Alberta’s snowpack may be deep but officials say that doesn’t mean the recurrence of heavy flooding that devastated the southern part of the province nearly five years ago.
Frank Frigo, leader of watershed analysis with the City of Calgary, says the snowpack from a particularly long winter was about 30 per cent higher than normal.
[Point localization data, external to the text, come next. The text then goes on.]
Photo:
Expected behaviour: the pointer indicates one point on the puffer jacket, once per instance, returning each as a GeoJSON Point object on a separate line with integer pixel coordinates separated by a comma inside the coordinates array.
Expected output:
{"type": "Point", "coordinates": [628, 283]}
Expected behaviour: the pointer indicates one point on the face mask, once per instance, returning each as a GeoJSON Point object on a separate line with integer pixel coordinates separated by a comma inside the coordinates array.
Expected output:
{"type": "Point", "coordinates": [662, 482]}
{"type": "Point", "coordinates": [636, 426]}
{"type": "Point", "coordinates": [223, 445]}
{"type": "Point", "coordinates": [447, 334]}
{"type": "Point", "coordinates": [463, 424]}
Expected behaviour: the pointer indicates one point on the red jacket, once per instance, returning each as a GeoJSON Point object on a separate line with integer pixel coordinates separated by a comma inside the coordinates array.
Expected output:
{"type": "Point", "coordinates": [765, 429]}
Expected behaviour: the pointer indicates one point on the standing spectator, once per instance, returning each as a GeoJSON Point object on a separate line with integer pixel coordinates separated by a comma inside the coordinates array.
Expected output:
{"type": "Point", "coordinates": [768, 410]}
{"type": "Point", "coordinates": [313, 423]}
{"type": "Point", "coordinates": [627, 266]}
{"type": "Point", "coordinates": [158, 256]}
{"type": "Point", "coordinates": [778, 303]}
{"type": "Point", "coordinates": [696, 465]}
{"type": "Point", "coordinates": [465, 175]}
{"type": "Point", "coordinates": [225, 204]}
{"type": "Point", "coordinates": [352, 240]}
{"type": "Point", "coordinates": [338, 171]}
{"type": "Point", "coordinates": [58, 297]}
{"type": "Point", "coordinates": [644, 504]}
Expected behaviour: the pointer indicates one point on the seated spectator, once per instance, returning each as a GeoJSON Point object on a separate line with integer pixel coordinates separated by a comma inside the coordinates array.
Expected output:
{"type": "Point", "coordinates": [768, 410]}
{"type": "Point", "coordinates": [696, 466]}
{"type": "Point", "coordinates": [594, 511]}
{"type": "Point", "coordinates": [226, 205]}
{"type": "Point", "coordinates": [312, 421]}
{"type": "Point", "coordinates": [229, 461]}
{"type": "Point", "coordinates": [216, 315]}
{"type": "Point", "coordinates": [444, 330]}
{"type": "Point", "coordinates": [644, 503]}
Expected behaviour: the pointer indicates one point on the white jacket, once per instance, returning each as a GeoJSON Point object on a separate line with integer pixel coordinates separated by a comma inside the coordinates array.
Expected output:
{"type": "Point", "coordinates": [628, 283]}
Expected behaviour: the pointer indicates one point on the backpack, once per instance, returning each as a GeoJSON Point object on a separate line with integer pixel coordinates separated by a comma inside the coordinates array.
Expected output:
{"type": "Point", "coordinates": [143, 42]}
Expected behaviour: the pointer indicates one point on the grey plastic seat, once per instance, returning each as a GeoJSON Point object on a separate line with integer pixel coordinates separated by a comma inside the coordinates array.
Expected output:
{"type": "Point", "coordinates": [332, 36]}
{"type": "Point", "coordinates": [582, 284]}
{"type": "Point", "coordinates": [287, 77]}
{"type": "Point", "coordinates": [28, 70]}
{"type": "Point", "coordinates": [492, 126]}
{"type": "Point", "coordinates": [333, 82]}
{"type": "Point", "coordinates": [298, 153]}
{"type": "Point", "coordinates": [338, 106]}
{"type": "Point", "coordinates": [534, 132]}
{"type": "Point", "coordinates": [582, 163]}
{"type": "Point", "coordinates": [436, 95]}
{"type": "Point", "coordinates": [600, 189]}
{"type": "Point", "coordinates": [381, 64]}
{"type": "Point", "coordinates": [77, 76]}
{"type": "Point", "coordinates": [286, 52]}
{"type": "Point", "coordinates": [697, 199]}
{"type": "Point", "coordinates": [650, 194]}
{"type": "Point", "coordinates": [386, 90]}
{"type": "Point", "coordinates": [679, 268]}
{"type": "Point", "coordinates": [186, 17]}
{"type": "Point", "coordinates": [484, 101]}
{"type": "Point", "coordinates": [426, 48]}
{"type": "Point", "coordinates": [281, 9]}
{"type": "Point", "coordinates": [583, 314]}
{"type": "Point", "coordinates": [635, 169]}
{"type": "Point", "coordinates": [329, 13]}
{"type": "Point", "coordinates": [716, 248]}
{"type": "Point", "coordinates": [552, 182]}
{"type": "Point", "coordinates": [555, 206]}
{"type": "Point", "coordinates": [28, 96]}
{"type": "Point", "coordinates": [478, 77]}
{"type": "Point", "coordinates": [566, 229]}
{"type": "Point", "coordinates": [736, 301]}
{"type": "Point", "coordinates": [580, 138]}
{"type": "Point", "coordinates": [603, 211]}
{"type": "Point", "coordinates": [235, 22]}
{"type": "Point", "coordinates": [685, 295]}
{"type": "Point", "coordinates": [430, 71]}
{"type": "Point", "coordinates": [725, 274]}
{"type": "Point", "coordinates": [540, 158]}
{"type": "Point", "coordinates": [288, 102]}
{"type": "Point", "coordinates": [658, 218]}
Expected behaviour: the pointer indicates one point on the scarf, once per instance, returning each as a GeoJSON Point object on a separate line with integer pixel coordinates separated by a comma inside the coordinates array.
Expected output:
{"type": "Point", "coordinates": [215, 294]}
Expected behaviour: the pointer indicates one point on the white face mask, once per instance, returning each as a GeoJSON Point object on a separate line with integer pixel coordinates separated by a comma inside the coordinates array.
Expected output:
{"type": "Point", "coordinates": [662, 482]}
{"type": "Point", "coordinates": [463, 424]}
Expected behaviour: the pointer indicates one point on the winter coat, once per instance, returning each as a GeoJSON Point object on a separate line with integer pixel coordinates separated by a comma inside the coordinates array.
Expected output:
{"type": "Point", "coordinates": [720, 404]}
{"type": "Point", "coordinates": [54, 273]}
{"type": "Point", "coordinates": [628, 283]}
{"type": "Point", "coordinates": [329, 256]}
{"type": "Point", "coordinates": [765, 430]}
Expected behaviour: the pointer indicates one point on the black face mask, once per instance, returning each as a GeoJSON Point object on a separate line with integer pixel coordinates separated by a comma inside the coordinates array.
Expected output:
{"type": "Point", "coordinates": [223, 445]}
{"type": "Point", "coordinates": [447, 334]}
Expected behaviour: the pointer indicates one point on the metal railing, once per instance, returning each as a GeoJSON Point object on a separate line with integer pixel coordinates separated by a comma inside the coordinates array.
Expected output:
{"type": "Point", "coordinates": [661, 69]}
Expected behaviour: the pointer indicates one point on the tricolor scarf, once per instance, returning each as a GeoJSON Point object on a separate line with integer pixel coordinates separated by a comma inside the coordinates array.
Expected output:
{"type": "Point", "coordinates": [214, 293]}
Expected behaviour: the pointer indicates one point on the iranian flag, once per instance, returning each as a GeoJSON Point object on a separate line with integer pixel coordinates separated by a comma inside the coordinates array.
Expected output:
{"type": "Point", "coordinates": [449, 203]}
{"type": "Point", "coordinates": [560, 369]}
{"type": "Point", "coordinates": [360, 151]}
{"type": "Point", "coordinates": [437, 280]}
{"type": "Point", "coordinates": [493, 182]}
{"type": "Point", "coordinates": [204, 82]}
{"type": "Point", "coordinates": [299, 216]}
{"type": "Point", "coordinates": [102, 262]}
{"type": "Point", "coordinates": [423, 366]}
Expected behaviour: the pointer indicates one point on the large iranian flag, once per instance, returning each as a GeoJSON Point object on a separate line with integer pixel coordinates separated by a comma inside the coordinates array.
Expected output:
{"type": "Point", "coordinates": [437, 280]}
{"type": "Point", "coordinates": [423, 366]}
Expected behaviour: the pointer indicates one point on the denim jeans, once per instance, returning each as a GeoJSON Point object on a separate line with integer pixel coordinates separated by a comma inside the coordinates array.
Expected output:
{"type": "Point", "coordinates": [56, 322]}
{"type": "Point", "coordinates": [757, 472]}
But that doesn’t immediately translate into a spring flood.
“In terms of precipitation, we see that we have weak La Nina conditions in the Pacific Ocean that led to that high snowpack,” Frigo said at a city flood briefing on Monday. “The usual pattern following a La Nina is a drier than average summer season.”
With warmer weather moving in, the snowmelt has been going down at a consistent rate between 50 and 100 millimetres a day.
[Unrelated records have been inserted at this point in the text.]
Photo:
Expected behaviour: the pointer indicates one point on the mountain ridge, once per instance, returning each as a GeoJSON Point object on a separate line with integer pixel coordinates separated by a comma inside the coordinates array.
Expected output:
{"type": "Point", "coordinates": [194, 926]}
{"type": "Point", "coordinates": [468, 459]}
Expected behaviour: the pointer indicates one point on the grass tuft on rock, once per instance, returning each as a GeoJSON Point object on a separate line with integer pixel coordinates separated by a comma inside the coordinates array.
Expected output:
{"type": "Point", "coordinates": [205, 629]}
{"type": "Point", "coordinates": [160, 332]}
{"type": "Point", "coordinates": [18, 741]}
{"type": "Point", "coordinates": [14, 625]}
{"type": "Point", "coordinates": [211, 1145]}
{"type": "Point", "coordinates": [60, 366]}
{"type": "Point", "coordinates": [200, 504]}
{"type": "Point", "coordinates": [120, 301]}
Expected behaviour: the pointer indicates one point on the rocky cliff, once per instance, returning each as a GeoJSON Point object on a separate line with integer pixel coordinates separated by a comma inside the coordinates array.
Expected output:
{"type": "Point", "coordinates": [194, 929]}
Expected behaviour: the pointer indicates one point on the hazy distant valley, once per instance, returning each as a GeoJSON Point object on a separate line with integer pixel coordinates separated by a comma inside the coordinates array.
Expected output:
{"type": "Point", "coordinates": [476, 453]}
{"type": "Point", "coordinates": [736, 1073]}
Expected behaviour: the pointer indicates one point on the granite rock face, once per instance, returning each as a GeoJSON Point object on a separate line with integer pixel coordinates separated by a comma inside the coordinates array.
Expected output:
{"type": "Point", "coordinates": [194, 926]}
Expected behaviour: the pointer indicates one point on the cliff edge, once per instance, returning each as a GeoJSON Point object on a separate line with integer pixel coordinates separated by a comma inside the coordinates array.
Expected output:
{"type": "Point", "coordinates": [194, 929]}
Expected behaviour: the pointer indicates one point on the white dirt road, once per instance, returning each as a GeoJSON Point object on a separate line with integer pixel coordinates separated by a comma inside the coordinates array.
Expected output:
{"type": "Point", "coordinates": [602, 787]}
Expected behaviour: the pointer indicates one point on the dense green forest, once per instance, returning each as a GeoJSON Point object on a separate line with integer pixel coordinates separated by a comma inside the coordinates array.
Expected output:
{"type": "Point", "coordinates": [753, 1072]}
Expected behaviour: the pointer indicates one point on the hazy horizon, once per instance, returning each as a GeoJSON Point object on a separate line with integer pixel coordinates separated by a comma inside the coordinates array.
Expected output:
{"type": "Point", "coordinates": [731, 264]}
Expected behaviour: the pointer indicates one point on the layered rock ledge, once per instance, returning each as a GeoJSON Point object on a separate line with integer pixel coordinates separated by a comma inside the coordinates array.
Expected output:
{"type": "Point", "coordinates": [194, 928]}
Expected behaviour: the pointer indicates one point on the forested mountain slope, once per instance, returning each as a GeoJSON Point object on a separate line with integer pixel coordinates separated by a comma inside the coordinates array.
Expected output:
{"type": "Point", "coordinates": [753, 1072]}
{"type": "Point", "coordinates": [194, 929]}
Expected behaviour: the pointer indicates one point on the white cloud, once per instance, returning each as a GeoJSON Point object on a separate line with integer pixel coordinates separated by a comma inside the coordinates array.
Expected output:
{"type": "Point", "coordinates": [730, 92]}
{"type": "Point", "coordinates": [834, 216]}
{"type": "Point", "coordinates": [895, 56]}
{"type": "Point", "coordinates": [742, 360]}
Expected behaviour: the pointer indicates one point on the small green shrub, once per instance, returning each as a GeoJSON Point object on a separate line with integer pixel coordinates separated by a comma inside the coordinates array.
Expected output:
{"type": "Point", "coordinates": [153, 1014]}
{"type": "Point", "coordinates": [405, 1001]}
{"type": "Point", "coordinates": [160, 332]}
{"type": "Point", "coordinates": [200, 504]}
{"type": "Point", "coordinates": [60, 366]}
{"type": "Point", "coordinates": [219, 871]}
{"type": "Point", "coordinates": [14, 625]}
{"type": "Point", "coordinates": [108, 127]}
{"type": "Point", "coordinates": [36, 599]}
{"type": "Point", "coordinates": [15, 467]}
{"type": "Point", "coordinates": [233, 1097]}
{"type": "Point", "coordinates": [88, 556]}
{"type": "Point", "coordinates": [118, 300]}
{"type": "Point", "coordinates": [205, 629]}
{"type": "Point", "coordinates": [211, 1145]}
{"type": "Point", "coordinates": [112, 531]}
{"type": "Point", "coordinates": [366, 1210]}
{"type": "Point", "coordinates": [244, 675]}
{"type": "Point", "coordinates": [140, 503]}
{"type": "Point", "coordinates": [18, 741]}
Frigo said snowmelt only accounts for about 10 to 15 per cent of runoff at peak and there would have to be a major weather event to increase the flooding risk.
Floods in 2013 forced 100,000 people from their homes, primarily in Calgary and High River, and caused an estimated $6 billion in damage.
The high water damaged 14,000 homes, 80 schools and 10 health facilities and forced the closure of nearly 1,000 kilometres of highway.
Frigo said flood mitigation projects are ongoing but work still needs to be done along the Bow River, especially inside Calgary.
If there were a repeat of 2013, the city would still be flooded but it would cause less damage, he said.
“Investments have been made both provincially and locally by the city and have reduced our estimated damage exposure by about a third,” he said. “Where the 2013 event drove economic damages in the net order of around $2 billion, it would be reduced by at least a third.”